Maria Shollenbarger -- Interior Design, 5/1/2008 12:00:00 AM
Firm: Lehrer Architects LA
Site: Los Angeles
Light, space, the outdoors, the value of community. Michael Lehrer puts a great deal of thought into what should be some of architecture's cornerstone tenets—nowhere to better effect than at his firm's own office. Lehrer Architects LA occupies a 1950's warehouse that later served as headquarters for both LA Weekly and a thriving sex-toy distributor before becoming a 7,300-square-foot studio.

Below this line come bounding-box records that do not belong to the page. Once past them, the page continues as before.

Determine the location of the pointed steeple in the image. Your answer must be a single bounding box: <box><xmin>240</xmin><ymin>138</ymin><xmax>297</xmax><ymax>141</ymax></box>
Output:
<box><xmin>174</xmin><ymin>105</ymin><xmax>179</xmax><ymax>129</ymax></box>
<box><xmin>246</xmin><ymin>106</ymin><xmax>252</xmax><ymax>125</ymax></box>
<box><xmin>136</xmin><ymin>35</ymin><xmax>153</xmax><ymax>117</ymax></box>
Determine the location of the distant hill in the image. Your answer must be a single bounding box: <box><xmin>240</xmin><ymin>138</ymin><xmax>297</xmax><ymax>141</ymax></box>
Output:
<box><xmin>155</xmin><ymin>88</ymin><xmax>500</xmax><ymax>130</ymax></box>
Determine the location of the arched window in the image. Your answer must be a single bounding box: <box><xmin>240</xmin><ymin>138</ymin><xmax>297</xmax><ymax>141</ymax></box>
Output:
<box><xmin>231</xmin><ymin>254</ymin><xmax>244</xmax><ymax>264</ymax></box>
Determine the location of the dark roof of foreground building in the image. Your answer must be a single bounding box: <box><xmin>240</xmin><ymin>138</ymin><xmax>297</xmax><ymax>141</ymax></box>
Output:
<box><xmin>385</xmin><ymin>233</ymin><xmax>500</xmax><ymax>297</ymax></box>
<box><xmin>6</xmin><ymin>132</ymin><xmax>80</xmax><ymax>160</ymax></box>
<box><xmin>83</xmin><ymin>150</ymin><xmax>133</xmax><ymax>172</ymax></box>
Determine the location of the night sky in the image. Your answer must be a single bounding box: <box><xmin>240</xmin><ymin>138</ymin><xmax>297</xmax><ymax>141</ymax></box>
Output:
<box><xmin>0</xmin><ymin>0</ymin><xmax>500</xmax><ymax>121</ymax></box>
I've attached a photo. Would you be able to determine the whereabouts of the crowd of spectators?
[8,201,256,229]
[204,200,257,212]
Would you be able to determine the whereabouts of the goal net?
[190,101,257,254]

Start with that light. "It just keeps dancing," Lehrer says. And it's almost entirely natural all morning and afternoon, entering from multiple skylights and reflected back by white furniture and whiter epoxy flooring. Next comes space. "A corner office was a nice idea, but my core values make it critical for me to work alongside my architects," he explains. That's why he sits, like everyone else, at one of the simple tables lined up next to a wall of painted steel shelving. Likewise, the conference area, defined by nothing more than a plywood platform, offers a sense that all work is part of the whole. As for the outdoor connection, it's addressed by two garage doors that are open to a garden nine months a year. "We can watch the light change, the seasons change," he says. "The preschool we can hear over the garden wall, the street traffic—they ground us in our community. After all, that's who we work for."